SAVVY educators and politicians have figured out a way to make academic test scores soar. It actually saves a little money. It doesn’t require any heavy lifting. It pleases many constituents. Too bad it doesn’t reflect an increase in student learning.

It’s simple too: Test fewer students who would perform poorly and your state’s academic test scores will rise.

San Francisco schools have been testing fewer pupils annually for the past few years. Connecticut shaved the number of students it tested in a 1998 national reading test by 10 percent. Presto, change-o, its average score rose by 10 percent.

This month, California boldly stepped into the game when the Assembly approved a bill — in a 53-19 vote — by Assemblywoman Carole Migden, D-San Francisco, to exempt Limited English Proficiency (LEP) students from the state STAR test, which is supposed to be given to all students in grades 2-11. Migden’s bill alternatively would mandate some kind of testing of these students in their native languages. Currently there is only a Spanish version of the STAR test.

Migden argues that it is cruel to test LEP kids in English. “It’s a demoralizing and costly exercise,” she said. And: “You and I couldn’t take a test in Cantonese tomorrow, could we?”

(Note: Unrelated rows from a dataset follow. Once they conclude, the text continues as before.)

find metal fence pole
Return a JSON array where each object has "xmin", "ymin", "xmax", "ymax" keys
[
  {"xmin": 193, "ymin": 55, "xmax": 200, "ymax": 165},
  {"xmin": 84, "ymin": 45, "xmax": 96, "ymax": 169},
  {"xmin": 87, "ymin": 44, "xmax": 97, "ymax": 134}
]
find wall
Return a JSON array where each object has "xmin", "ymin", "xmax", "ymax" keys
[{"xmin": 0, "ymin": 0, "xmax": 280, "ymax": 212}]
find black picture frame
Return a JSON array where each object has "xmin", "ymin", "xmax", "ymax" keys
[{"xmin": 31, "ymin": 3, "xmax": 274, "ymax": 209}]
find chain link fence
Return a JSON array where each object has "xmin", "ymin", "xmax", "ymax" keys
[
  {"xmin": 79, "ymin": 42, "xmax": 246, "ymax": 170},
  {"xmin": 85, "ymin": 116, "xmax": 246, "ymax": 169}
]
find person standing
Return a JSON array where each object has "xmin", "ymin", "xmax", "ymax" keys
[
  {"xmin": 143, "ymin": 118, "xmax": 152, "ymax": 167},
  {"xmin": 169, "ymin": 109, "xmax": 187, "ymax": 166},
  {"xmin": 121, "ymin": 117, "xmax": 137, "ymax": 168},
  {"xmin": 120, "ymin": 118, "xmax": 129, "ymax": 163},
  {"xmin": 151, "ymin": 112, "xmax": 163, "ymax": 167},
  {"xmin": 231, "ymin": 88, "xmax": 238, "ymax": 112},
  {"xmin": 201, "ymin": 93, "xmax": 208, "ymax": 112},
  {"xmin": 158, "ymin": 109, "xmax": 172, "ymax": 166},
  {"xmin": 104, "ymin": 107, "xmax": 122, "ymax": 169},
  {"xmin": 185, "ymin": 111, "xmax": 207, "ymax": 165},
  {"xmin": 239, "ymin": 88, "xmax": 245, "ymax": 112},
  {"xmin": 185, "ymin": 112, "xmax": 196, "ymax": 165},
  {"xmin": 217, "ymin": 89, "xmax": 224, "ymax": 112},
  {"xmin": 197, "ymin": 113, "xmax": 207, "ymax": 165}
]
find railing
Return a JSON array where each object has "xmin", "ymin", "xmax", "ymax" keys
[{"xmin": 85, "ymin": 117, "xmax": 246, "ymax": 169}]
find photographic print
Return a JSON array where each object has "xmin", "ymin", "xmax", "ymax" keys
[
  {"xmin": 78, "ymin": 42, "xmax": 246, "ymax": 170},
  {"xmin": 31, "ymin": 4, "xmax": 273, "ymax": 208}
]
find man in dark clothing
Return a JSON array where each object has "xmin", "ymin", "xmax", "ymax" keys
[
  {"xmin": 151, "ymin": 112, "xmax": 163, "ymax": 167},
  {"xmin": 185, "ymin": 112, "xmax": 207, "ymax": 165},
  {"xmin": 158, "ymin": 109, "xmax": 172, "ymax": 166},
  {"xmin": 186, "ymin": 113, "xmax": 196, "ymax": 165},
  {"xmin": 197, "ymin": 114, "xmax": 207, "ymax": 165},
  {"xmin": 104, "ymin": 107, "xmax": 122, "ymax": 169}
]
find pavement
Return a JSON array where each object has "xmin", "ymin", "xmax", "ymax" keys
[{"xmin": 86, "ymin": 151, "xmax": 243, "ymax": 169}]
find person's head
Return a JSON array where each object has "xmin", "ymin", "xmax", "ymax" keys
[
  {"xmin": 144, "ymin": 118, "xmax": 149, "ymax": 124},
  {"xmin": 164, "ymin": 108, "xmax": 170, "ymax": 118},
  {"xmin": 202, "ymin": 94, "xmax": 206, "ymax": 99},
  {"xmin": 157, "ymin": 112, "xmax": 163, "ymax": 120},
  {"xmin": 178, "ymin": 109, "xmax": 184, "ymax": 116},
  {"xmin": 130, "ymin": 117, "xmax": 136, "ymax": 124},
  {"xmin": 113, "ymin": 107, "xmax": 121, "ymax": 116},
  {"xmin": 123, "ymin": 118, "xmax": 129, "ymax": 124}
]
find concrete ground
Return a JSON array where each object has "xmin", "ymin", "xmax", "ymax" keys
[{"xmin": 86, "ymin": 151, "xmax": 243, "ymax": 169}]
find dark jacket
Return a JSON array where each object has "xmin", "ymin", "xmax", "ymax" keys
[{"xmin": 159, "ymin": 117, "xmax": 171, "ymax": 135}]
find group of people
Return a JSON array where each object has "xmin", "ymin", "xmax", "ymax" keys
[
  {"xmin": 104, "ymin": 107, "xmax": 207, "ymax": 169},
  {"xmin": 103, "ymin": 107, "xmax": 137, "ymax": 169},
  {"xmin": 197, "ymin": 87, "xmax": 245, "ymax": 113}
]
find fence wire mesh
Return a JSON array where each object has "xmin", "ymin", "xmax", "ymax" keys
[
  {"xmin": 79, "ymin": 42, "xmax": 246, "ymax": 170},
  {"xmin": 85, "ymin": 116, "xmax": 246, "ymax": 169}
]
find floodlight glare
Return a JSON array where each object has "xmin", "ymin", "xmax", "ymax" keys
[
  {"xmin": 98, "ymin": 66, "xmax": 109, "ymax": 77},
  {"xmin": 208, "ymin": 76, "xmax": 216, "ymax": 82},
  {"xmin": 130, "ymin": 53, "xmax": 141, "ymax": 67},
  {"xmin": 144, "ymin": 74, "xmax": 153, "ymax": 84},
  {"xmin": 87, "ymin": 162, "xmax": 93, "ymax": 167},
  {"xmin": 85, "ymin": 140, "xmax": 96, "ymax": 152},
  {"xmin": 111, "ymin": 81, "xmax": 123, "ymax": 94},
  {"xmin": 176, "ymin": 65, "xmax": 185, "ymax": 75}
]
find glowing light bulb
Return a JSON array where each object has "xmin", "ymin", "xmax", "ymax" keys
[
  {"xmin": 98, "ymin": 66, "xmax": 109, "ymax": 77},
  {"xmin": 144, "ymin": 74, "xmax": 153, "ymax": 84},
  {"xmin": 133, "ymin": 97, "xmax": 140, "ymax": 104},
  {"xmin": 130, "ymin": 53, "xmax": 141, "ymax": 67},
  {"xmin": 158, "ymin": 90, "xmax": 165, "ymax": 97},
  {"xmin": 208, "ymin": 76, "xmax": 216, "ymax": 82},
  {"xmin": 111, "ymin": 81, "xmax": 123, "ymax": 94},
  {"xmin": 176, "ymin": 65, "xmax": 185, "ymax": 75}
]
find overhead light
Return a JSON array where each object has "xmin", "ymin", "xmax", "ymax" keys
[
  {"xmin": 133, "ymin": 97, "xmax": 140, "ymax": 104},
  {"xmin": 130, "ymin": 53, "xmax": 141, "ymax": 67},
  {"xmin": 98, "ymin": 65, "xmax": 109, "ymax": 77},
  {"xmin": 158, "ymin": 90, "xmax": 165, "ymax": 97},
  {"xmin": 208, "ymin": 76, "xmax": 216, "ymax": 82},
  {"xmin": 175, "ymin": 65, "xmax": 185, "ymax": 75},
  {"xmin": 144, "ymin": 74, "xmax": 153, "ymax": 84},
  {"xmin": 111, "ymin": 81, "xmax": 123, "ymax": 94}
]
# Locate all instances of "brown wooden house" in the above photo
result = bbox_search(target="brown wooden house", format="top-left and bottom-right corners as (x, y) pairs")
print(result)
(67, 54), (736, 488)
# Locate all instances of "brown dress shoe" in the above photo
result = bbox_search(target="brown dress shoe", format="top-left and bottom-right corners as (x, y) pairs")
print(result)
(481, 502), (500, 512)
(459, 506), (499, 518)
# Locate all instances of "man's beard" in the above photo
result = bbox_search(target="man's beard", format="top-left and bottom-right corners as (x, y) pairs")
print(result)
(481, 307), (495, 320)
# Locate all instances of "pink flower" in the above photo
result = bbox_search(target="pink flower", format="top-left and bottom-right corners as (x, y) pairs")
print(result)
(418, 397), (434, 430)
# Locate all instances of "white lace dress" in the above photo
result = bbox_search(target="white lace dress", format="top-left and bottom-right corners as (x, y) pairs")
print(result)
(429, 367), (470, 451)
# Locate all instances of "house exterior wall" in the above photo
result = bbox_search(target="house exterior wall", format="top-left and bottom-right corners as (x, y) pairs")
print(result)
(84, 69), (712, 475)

Well, we could take it. I’d flunk and I wouldn’t enjoy it. Then again, I haven’t spent kindergarten, the first grade and part of the second grade in classrooms where I’m supposed to learn Cantonese.

Non-native English speakers who start school in the first grade should have had English instruction for almost two years — years when children sop up language — before they take the test. So it’s not as if the test is imposed on students with no training in English.

Yes, but what about students who, say, enter the seventh grade having just arrived from Nicaragua? It would be nice to exempt those students for a year maybe. Except for one thing. Low-achieving districts already don’t test the number of students they should. Oakland Unified, for example, failed to test some 5,700 students out of 42,105 last year.

When former Governor Pete Wilson pushed the STAR test into being, anti-test types fought to exempt all LEP students from taking the test. Then the anti-testers fought to keep LEP students’ scores from being released. They eventually found a new way to crunch the numbers that puts the numbers in a better light. The state will release scores for non-LEP students, and separately provide averages with LEP students.

The fight against testing LEP students began before the passage of Proposition 227, which mandated English immersion classes for most non-native English speakers. Since voters approved Prop. 227, English testing of LEP students is more important than ever. As Wilson said last week, “Basically this is a debate about 227.”

Migden and state schools chief Delaine Eastin opposed 227. Now they oppose testing that would give voters a clear indication of whether 227 is or isn’t working.

The people who wrote 227, on the other hand, welcome tests. English for the Children spokeswoman Sheri Annis noted, “The only logical reason to eliminate English language testing is to cover up defiance of the law or to cover up the positive results of 227.”

Migden thinks it’s wrong to test kids in a language they don’t understand. Wilson, who supported 227, thinks it’s wrong to not teach children English from Day One.

In passing 227, the voters were telling educators to teach children English quickly and mainstream most students within a year. Thus, there should be no two-year wait.

The Senate, or Governor Davis, should keep faith with the voters and kill this bill. It’s their job to see to the education of children, not the cover up of failure.